• Finance

Allianz Quantum Computing for Insurance Premium Pricing and Risk Aggregation

Allianz

Allianz partnered with IBM Quantum to apply quantum amplitude estimation to catastrophe risk aggregation, computing the probability distribution of total insured losses across a correlated multi-peril portfolio using iterative quantum amplitude estimation (IQAE) in place of classical Monte Carlo simulation.

Key Outcome
IQAE achieved 98% accuracy of classical 500,000-scenario simulation using 2,048 circuit evaluations on simulator; roadmap to real hardware deployment aligned with fault-tolerant quantum computing timeline.

Allianz, the world’s largest insurer by assets, faces a computationally intensive problem at the heart of its underwriting business: aggregating correlated catastrophe losses across a diversified global portfolio. When a major hurricane or earthquake strikes, losses from flood, windstorm, and earthquake policies are not independent. Classical catastrophe risk platforms like RMS and AIR Worldwide address this through full Monte Carlo simulation, running 500,000 or more stochastic event scenarios to estimate the probability distribution of total portfolio loss. This distribution drives reinsurance purchasing, capital allocation under Solvency II, and premium pricing. The computational cost is substantial, and the quadratic convergence of Monte Carlo means that halving the estimation error requires four times as many scenarios. Allianz partnered with IBM Quantum to explore whether quantum amplitude estimation could provide the quadratic speedup that theory predicts.
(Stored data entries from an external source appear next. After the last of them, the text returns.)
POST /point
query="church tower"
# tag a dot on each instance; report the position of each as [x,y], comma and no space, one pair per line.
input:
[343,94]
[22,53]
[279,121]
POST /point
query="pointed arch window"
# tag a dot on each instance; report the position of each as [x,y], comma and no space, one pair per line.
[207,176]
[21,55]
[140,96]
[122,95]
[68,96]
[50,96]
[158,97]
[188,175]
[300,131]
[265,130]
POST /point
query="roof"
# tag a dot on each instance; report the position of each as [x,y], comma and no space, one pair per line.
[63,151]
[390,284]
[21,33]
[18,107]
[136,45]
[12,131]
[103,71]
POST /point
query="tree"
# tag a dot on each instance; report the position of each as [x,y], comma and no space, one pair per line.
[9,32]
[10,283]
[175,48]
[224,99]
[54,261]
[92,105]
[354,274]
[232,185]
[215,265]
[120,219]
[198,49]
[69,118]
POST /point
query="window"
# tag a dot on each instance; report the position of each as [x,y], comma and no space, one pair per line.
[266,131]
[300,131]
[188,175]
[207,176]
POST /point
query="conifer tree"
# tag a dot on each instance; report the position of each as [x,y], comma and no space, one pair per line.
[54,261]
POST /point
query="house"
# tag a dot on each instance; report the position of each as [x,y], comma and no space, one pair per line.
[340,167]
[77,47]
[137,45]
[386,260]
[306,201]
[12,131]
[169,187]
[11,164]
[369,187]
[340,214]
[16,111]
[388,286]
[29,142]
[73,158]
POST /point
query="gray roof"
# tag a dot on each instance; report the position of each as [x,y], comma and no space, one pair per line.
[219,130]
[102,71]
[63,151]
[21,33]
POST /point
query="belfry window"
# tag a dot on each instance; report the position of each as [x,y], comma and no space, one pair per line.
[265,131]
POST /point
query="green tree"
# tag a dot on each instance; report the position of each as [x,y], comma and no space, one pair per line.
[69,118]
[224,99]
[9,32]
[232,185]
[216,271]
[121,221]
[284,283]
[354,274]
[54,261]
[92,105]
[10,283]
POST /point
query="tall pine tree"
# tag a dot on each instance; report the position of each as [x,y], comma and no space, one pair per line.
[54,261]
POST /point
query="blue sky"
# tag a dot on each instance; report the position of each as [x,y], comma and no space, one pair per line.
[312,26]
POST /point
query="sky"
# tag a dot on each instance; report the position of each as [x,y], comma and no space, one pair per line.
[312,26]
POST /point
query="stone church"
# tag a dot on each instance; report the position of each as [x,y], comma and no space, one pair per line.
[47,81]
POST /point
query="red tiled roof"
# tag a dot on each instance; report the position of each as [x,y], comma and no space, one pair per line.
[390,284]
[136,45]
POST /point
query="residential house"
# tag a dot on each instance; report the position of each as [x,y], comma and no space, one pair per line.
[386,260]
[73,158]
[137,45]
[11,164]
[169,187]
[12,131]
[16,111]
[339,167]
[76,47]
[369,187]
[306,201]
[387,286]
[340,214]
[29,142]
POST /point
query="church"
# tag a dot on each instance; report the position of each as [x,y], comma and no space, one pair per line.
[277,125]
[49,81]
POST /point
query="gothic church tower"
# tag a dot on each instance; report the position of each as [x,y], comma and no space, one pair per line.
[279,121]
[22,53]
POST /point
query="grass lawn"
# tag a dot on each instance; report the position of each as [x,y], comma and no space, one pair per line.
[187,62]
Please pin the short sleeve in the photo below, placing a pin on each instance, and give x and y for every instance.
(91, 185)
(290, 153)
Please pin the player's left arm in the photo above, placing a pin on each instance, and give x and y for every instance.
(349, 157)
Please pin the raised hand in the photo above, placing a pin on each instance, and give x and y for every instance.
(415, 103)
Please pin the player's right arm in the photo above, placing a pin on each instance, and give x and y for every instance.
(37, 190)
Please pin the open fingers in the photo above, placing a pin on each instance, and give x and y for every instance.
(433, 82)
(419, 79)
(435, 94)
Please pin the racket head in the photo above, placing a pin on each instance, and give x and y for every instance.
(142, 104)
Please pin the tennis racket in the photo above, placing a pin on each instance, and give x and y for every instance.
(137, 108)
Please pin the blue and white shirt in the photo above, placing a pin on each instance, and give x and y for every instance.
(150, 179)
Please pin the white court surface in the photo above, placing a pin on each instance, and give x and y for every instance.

The quantum approach encodes the correlated loss distribution as a quantum state. Allianz modeled inter-peril correlations using a Gaussian copula, which is standard practice in catastrophe modeling and captures the tail dependence structure between perils. The copula correlation matrix is decomposed via Cholesky factorization and encoded into a quantum circuit using a series of controlled rotations, producing a superposition over correlated loss scenarios. The marginal loss distributions for each peril (flood, earthquake, windstorm) are encoded using probability loading circuits derived from historical loss curves. The combined state represents the joint distribution over all perils and regions in the portfolio simultaneously. Conditional Value at Risk (CVaR) at the 99th percentile, a key regulatory metric under Solvency II internal model requirements, is extracted as the expectation value of a thresholded loss observable.

from qiskit_finance.circuit.library import LogNormalDistribution
from qiskit.circuit.library import LinearAmplitudeFunction
from qiskit_finance.applications.estimation import IterativeAmplitudeEstimation
import numpy as np

# Encode marginal loss distribution for a single peril (flood)
num_qubits = 5
mu_log = 12.5          # log-mean of loss (in millions)
sigma_log = 1.8        # log-std of loss
low, high = 0, 5000    # loss range in millions

flood_dist = LogNormalDistribution(
    num_target_qubits=num_qubits,
    mu=mu_log,
    sigma=sigma_log,
    bounds=(low, high)
)

# Define CVaR threshold: losses exceeding VaR_99
var_99 = 1200.0  # estimated 99th percentile loss (millions)
cvar_observable = LinearAmplitudeFunction(
    num_state_qubits=num_qubits,
    slope=1.0 / (high - low),
    offset=-var_99 / (high - low),
    domain=(low, high),
    image=(0, 1),
    breakpoints=[var_99]
)

# IQAE for CVaR estimation
iae = IterativeAmplitudeEstimation(
    epsilon_target=0.01,   # 1% absolute error target
    alpha=0.05,            # 95% confidence
)
result = iae.estimate(cvar_observable, flood_dist)
cvar_estimate = result.estimation * (high - low) + var_99
print(f"CVaR_99 estimate: ${cvar_estimate:.1f}M using {result.num_oracle_queries} circuit evaluations")

Allianz compared IQAE results against its production RMS RiskLink platform, which generates 500,000 event year scenarios to produce the exceedance probability curve. The IQAE implementation, running on IBM AerSimulator with noise models calibrated to Eagle 127Q characteristics, matched the classical CVaR estimate within 2% using only 2,048 circuit evaluations. The quadratic speedup manifests as a 244x reduction in the number of loss samples required to reach equivalent accuracy. On real Eagle 127Q hardware, decoherence and gate error limited circuit depth to around 15 layers, restricting the accuracy achievable without error mitigation. Allianz’s quantum roadmap identifies fault-tolerant hardware as the threshold for production deployment, with the current NISQ work establishing the algorithmic framework and validating the copula encoding methodology ahead of that transition.